Testimoni di relazioni di cura e di carità

Lettera diocesana 2021/04

Cercando materiale per documentarmi sul ruolo della donna nella Chiesa nell’ambito della carità, non avrei mai immaginato che l’argomento fosse così sfaccettato e ricco di spunti filosofici, antropologici, storici, sociali e psicologici: fin troppi, mi verrebbe da dire. Non è stato semplice districarsi fra posizioni tradizionaliste e progressiste, con tutte le implicazioni che tali considerazioni comportano. Probabilmente la chiave di lettura è da cercare non tanto in quello che divide queste due posizioni antitetiche, ma in quello che le unisce: quella dimensione femminile che si manifesta ed eccelle in funzioni essenziali quali l’ospitalità, la catechesi, il soccorso ai malati, agli anziani, ai bisognosi, il servizio nella preghiera. Queste caratteristiche femminili non hanno perso vivacità e importanza nel tempo, ma hanno saputo evolversi e adattarsi ai cambiamenti, alle nuove esigenze, ai nuovi bisogni.
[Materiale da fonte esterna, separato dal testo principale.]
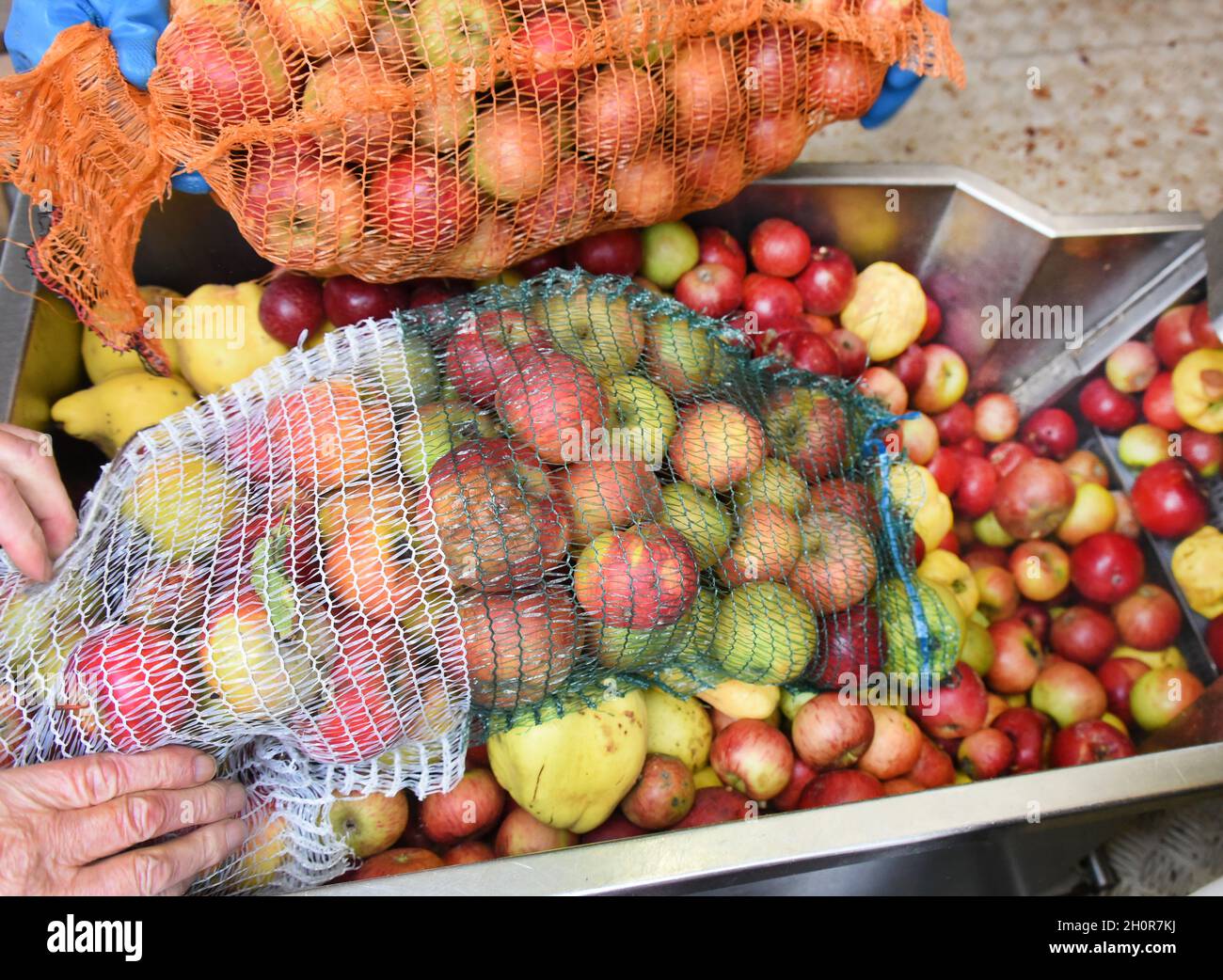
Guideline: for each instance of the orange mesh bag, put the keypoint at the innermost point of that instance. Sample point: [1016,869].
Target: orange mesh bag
[440,137]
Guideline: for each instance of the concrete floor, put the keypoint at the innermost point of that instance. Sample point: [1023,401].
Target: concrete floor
[1126,119]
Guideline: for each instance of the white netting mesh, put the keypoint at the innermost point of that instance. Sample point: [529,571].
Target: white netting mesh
[338,571]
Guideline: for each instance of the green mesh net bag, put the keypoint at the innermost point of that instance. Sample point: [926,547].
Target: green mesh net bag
[464,521]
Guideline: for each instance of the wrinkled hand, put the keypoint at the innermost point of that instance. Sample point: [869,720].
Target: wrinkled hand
[135,27]
[899,85]
[37,521]
[66,828]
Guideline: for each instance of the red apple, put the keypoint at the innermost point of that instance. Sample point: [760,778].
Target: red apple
[1202,451]
[770,298]
[945,379]
[639,578]
[1158,404]
[995,417]
[1105,407]
[521,833]
[615,828]
[1215,640]
[616,253]
[347,299]
[850,640]
[831,734]
[1032,498]
[838,787]
[1167,501]
[1149,619]
[754,758]
[1032,735]
[1040,570]
[779,247]
[1084,636]
[709,289]
[910,368]
[1088,742]
[1069,693]
[419,202]
[896,747]
[1161,694]
[954,424]
[811,352]
[800,775]
[717,804]
[933,321]
[663,795]
[1051,433]
[546,37]
[399,861]
[1018,656]
[933,767]
[961,706]
[720,247]
[1132,367]
[843,80]
[471,808]
[1107,567]
[946,468]
[986,754]
[827,281]
[1006,456]
[850,352]
[469,852]
[548,400]
[292,308]
[1083,466]
[1118,676]
[127,685]
[1181,330]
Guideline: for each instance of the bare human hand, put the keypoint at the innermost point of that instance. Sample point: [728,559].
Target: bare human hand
[37,521]
[82,826]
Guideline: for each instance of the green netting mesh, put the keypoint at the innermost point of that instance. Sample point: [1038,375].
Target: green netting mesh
[475,515]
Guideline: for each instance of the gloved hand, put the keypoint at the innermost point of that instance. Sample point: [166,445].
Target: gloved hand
[897,86]
[135,27]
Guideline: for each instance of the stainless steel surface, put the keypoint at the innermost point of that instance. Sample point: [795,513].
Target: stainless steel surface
[789,844]
[974,245]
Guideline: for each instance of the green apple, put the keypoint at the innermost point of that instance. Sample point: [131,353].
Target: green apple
[436,429]
[644,415]
[368,824]
[1160,694]
[184,502]
[689,668]
[701,518]
[774,482]
[765,633]
[252,671]
[602,331]
[977,650]
[41,624]
[414,380]
[1144,445]
[685,358]
[668,250]
[444,32]
[991,533]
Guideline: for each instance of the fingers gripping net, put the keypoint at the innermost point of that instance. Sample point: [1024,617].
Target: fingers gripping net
[473,515]
[440,137]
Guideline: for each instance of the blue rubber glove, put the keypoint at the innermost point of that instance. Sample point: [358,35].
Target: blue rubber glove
[899,85]
[135,28]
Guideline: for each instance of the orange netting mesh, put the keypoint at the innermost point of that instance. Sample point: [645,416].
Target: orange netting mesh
[440,137]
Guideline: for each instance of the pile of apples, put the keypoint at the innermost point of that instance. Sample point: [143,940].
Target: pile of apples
[501,151]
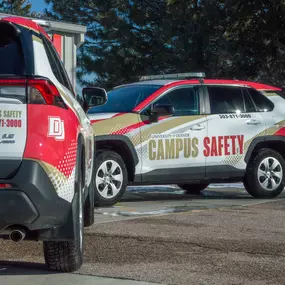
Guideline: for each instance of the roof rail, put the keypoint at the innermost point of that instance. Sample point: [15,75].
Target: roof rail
[177,76]
[42,23]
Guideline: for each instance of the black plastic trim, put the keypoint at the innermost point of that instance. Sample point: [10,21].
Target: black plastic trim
[31,180]
[16,208]
[8,167]
[191,174]
[261,139]
[120,138]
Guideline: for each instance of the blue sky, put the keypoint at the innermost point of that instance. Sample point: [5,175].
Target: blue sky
[38,5]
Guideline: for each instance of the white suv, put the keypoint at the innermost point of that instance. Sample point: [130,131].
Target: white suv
[187,130]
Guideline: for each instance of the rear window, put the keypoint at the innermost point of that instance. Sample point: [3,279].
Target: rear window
[124,99]
[262,103]
[11,54]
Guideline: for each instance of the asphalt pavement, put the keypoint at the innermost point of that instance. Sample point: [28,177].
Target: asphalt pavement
[162,235]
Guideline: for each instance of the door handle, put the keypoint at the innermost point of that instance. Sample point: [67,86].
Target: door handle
[197,128]
[253,122]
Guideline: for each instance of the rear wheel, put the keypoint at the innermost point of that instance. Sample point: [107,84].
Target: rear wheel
[111,178]
[193,188]
[67,256]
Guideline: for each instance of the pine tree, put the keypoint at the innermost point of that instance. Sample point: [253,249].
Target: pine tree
[16,7]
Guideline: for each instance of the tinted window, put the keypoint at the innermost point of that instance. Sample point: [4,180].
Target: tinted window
[224,99]
[56,65]
[249,105]
[185,101]
[125,99]
[262,103]
[11,55]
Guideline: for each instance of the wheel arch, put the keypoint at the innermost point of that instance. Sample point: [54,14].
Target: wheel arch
[124,147]
[276,143]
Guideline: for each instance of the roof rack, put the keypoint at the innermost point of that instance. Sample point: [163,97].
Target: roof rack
[177,76]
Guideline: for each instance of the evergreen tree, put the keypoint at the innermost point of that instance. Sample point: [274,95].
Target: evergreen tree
[241,39]
[16,7]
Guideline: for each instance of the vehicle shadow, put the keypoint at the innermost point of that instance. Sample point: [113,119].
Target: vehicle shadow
[12,268]
[174,194]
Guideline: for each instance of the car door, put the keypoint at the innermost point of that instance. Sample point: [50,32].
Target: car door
[171,147]
[86,130]
[233,122]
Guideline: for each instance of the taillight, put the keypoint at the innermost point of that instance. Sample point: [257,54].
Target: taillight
[43,91]
[4,186]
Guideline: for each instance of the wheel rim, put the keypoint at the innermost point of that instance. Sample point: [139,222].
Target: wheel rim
[270,174]
[109,179]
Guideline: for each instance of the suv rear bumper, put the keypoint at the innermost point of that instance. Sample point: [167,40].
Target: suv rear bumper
[32,201]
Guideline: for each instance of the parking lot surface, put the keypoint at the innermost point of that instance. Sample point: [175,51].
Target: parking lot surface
[162,235]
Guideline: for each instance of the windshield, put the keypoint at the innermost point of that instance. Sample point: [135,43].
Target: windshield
[124,99]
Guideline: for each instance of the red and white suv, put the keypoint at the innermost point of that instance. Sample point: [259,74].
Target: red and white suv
[46,148]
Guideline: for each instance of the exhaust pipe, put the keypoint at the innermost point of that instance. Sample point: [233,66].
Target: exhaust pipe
[17,235]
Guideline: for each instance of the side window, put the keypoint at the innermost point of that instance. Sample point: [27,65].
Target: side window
[226,99]
[262,103]
[56,65]
[184,100]
[11,54]
[249,105]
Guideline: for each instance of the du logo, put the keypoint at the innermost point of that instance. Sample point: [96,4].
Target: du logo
[56,128]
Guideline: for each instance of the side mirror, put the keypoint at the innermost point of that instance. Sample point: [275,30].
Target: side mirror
[94,96]
[161,110]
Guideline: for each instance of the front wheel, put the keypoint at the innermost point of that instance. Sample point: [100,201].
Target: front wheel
[265,174]
[193,188]
[111,178]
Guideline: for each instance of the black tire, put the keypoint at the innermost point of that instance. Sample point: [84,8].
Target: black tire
[252,180]
[89,206]
[193,188]
[105,156]
[67,256]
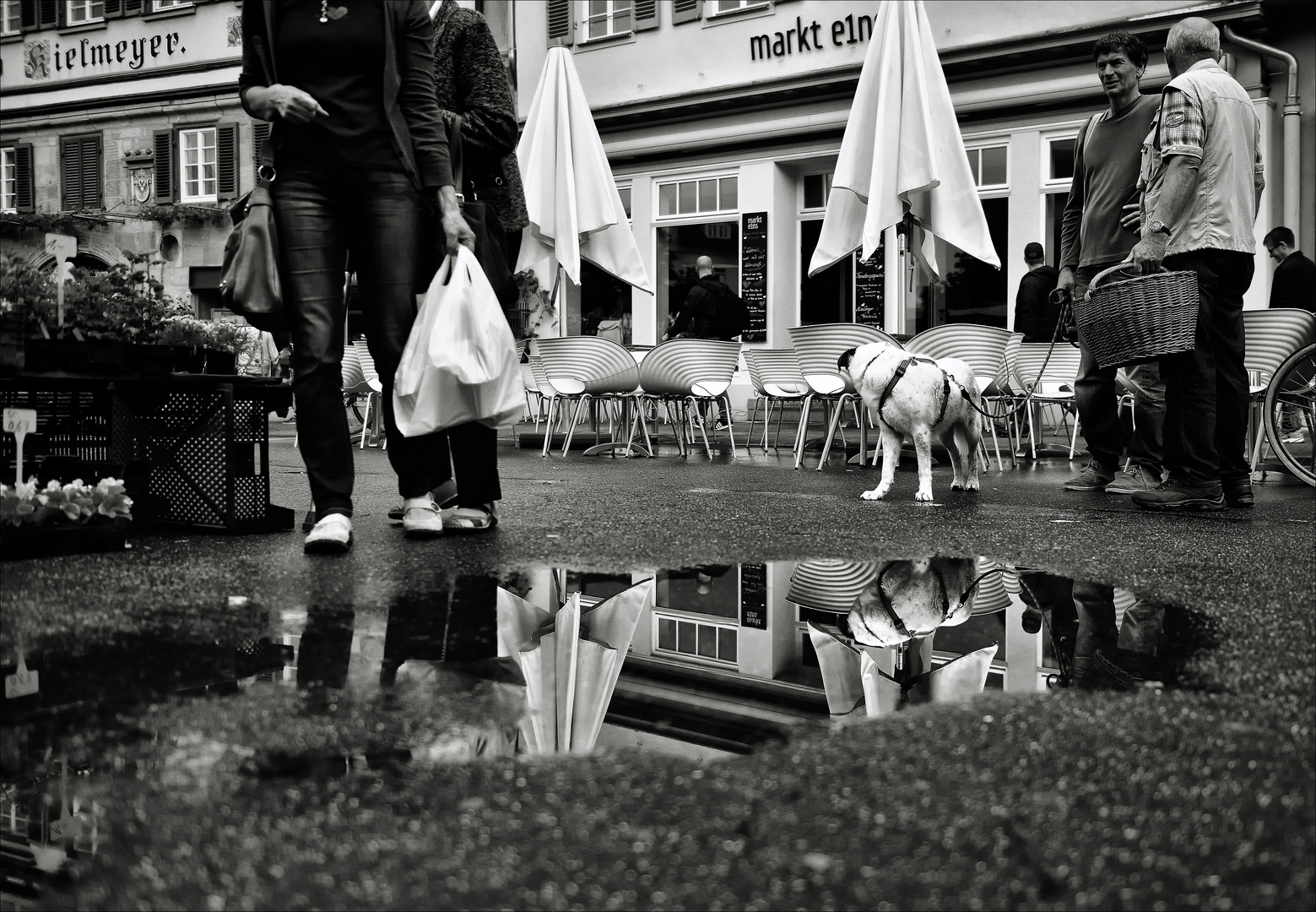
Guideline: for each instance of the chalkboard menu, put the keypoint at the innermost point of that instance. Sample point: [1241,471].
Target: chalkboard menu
[755,274]
[869,292]
[755,595]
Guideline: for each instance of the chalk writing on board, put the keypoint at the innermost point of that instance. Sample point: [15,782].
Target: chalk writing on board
[755,274]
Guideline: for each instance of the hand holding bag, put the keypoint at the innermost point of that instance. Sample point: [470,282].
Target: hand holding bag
[461,362]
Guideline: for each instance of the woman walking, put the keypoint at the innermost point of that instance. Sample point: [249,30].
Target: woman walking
[362,166]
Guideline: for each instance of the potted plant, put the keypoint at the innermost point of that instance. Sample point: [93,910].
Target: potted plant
[63,518]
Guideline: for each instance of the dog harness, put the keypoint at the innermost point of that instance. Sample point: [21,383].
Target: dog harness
[901,372]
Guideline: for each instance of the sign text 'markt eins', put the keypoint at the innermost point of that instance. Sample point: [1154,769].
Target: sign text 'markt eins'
[849,30]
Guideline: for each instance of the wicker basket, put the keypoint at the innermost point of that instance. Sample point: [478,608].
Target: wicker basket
[1141,318]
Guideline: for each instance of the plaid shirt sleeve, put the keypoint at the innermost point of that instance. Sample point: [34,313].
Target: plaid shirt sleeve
[1182,125]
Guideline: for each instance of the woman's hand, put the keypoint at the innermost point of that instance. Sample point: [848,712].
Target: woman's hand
[291,104]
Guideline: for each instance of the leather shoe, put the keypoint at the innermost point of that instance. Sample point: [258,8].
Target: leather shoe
[1238,492]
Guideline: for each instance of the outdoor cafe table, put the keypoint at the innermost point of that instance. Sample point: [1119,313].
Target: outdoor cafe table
[195,448]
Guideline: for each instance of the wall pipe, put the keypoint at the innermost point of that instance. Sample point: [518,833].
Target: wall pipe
[1292,128]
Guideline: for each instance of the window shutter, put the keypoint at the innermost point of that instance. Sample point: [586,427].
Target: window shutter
[259,133]
[226,160]
[561,24]
[164,143]
[24,191]
[686,11]
[647,14]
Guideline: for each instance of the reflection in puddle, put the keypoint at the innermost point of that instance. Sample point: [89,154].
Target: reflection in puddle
[701,662]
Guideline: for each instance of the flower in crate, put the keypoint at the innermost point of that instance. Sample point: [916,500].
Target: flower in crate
[110,499]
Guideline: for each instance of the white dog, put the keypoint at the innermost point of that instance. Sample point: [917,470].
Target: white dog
[916,398]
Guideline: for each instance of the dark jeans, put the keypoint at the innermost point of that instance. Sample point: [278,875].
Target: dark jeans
[381,219]
[1205,390]
[1097,395]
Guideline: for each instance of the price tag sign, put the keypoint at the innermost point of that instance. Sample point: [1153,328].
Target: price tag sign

Anche in ambito sociale, nel momento in cui è cambiato l’abituale ruolo femminile dedicato solo alla sfera privata, le donne hanno saputo comunque occupare un posto nevralgico nella gestione della quotidianità. La conciliazione sempre più complessa dei “tempi di vita” con i “tempi di lavoro” rende necessaria una funzione coordinatrice, che richiede delle capacità flessibili e un’organizzazione efficiente ed equilibrata. Tutto questo insieme, sempre più impegnativo, di incombenze fino a ieri considerate separate, si è realizzato e continua a essere fattibile grazie al senso di responsabilità delle donne, alle loro capacità relazionali, di adattamento, di flessibilità, di intuizione, di precisione.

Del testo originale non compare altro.